A Plague Still in the News

Even though the beginning of the 2000’s was one of the worst periods ever for suicide in Wemotaci, there are still one of two every year. “That’s considerable for a population of 1,500. It’s much higher than the Québec average,” says Prof. Tousignant.   

If you were guessing that the number of suicides increased during the pandemic, you would be wrong. Prof. Tousignant observes: “The pandemic offered an occasion for everyone to get closer. I didn’t expect that there would be more suicides during this period.” He explains that since everyone had to obey health measures, people had to pull together and cooperate. Several villages refused all access to anyone who didn’t live there. “Maybe that softens people, it changes things around. We’re obliged to roll up our sleeves and face down the challenge. Often it’s after these periods that you see a lot of suicides, for several reasons, but mostly because those collective bonds are dissolved.”

After Death

A major wave of mutual aid follows a suicide. The family has to bring the body to the nearest health care centre (in the case of Wemotaci it’s in La Tuque, 115 km away by road). That’s so the death can be officially declared. While this is going on volunteers, often loved ones, prepare the house for the family’s return. Decorations can include religious objects, flowers and candles. A meal is prepared.  

There is no particular food to prepare in these circumstances. In general, they make do with whatever is available on the day. The deceased’s whole family is invited. “The family has nothing to do, they just have to concentrate on their mourning,” Prof. Tousignant explains. A place at the table is left for the deceased, to show that he or she is also taking part.

Prof. Tousignant says that after a suicide it’s forbidden to drink alcohol during the entire wake, which can go on for three days and three nights. “The police don’t have to check. It’s spontaneous. People stop drinking, and there is no alcohol sold during this period.”

In Wemotaci, people have a close bond with the soul of the deceased. After the wake they go to the cemetery. “Generally they have a vision of the deceased’s spirit. I don’t know if this observation is also made in the other villages, but it shows how close people feel to the deceased’s soul.”

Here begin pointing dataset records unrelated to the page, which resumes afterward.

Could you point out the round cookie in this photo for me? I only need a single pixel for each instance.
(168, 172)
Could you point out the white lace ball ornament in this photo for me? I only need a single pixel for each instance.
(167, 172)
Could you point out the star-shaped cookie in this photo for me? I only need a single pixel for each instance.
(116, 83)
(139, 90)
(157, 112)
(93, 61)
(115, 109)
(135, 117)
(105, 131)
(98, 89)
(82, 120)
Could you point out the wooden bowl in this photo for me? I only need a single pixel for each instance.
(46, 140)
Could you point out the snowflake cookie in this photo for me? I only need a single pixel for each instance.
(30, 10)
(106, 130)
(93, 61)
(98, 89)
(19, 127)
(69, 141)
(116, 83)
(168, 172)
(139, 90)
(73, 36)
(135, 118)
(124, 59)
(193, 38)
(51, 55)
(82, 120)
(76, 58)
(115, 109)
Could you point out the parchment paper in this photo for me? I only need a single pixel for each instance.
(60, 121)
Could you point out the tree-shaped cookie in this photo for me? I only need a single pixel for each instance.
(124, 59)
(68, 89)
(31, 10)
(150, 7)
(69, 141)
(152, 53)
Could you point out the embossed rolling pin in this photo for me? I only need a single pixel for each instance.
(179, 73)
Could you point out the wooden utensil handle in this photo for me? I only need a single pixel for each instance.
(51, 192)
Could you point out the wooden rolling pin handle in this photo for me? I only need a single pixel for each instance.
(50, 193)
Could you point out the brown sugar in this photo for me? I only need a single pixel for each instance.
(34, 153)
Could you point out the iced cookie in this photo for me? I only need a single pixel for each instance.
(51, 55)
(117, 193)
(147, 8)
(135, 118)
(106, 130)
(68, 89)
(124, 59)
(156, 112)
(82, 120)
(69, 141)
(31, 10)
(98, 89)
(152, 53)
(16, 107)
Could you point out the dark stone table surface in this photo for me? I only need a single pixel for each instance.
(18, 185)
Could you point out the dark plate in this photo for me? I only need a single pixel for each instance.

Prof. Tousignant adds: “It’s more intense in the days and weeks after the death. Sometimes, in the case of spectacular deaths, people can have visions of the soul even years afterward, especially if it’s associated with a particular place like a river, for example.” Prof. Tousignant has also witnessed this phenomenon in Mayan communities in southern Mexico.    

Precious Memories

The photo of the deceased becomes very important after their death. It will be plastered almost everywhere, and even printed on t-shirts. “That’s in contrast with how photos are usually used in the community. In homes, you rarely find photos of people still living.”

The cemetery is very important, but you won’t find extravagant monuments here. Simple crosses mark the gravesites. “People leave a lot of flowers, generally plastic ones so that they’ll last the winter. You can see piles of flowers long after someone has died. It’s something you don’t really see anywhere else,” Prof. Tousignant says.

Over the course of his research the professor realizes that suicide has a similar echo no matter where one takes place, whether the community is indigenous or non-indigenous. The major difference lies in the link with the deceased after their death. “In indigenous communities, people don’t have the impression that the person leaves to get lost in the stars. It’s as if they’re still side by side. The rupture is less harsh than it is in the Judeo-Christian tradition, where the soul goes to heaven. The transition between life and death is much more fluid.”